DIY Father's Day photo gift | TheMombot.com

I was thrilled when I looked at the film and saw this photo. We were all smiling and you can pretty much tell what each of the signs says, even though Lincoln’s is a little covered. I figured my husband was smart enough to decipher the “dad” on his card (update: he was).

To complete the gift, I had Mia fill out and draw on these free printables from She’s Kinda Crafty. I thought they were super cute and easy for a 4-year-old to complete. I had to resize them to 5×7 to get them to fit in my frame before printing.

DIY Father's Day photo gift | TheMombot.com
 
DIY Father's Day photo gift | TheMombot.com

My daughter was so proud of the help she put into his gift and I know my husband will be proud to show it off at work. We gave him lots of other goodies on Father’s Day too, but this was my favorite. There’s nothing like a heartfelt, handmade gift, don’t you think?

DIY mini pallet art

Mini DIY pallet art

In my quest to find artwork for baby #3’s nursery, I kept coming across this “Bind My Wandering Heart to Thee” wooden art on Pinterest: 

Mini DIY pallet art
{ inspiration picture via ontobaby.com }

I loved that it is both a bible verse and fits the arrow/tribal theme I’ve got going in the nursery. I figured it would be pretty easy to make on my own, so I decided to attempt it.

Transferring words or images to wood or canvas is a fairly easy process, it’s the painting that takes forever. If I had a Cricut, I could make a stencil and it would take no time at all; but since I don’t, I have to do things the old fashioned way. In the past, I have made canvas art by printing on white contact paper and cutting the words out with an Exact-o knife (see here). Then I just stenciled the words on with paint and it was quick – but the cutting is time consuming.

This time, I decided to use a transfer technique instead. Here’s how to do it:

How to Transfer an Image to Canvas or Wood

1. Create your artwork on your computer in the exact size you want and print.

2. Figure out where you want to position your artwork on your canvas/wood.
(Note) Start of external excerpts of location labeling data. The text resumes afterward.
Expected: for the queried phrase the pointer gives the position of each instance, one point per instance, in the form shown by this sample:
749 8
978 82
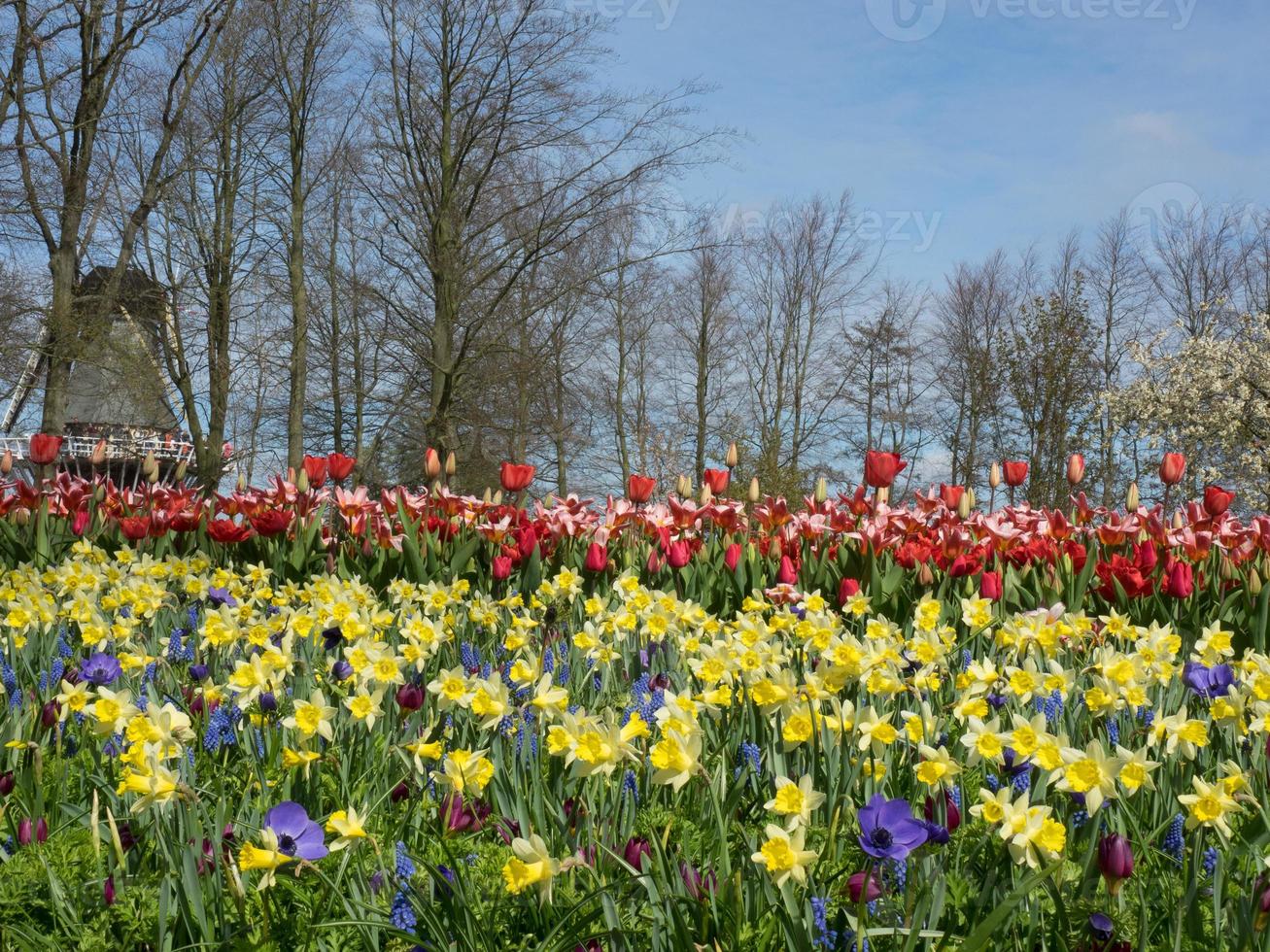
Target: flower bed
429 720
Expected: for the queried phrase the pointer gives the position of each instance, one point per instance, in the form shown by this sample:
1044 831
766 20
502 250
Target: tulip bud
1075 468
1116 861
409 697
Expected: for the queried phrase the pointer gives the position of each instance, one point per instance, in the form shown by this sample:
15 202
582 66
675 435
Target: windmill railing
112 446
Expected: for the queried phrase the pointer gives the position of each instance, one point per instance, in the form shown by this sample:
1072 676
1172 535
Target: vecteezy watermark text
910 20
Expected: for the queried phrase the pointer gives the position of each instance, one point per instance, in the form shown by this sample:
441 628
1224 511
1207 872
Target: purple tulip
100 669
634 852
222 596
888 829
699 886
1116 861
409 697
297 835
463 816
1208 682
1101 927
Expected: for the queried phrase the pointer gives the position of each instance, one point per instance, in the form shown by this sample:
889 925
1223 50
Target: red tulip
856 886
1173 468
1075 468
678 554
315 468
339 466
786 574
716 480
1180 582
639 489
881 468
597 558
430 463
226 530
1217 500
1146 556
272 522
516 477
1014 471
45 448
135 527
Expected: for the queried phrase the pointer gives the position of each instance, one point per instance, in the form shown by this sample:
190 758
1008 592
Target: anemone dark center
880 836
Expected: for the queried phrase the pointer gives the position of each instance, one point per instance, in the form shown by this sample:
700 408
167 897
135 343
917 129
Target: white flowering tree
1211 398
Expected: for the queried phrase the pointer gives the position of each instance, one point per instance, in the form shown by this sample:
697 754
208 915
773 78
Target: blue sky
995 123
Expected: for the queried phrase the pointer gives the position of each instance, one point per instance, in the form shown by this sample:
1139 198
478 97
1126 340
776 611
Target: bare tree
70 61
498 148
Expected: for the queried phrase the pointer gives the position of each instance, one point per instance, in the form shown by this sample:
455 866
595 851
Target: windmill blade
25 382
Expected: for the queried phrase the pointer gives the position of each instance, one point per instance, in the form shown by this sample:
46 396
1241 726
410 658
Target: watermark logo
906 20
909 20
659 13
1153 208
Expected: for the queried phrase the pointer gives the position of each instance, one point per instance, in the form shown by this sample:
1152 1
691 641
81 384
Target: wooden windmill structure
120 406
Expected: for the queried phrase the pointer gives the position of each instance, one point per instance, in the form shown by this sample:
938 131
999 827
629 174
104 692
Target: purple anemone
297 835
888 829
100 669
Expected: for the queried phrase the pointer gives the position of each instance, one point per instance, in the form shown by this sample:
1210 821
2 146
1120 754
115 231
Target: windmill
120 406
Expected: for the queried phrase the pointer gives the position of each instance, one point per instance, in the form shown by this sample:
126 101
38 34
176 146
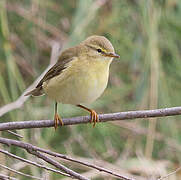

3. Color on the backside of your paper with chalk (you could also use a pencil, depending on the color of what you are transferring to – chalk worked best for me this time since my wood was dark and pencil wouldn’t have shown up). Do small sections at a time instead of transferring the entire image so you don’t rub it off as you paint.

Mini DIY pallet art

4. Paint inside your transferred artwork.

Mini DIY pallet art

Easy enough, but it did take some time; especially because my font was small and precise.

How to make a wood pallet:

Mini DIY pallet art

I has some leftover 2×4’s that were already stained from Mia’s bunk bed project. My husband used our Kreg Jig to connect the boards. Alternately, you could use two small wooden tacking strips and attach each board to it with screws. I also saw that Hobby Lobby sells pre-made pallets similar to this for less than $10. If I didn’t already have the wood, I definitely would have gone that root to save time and energy on creating my own!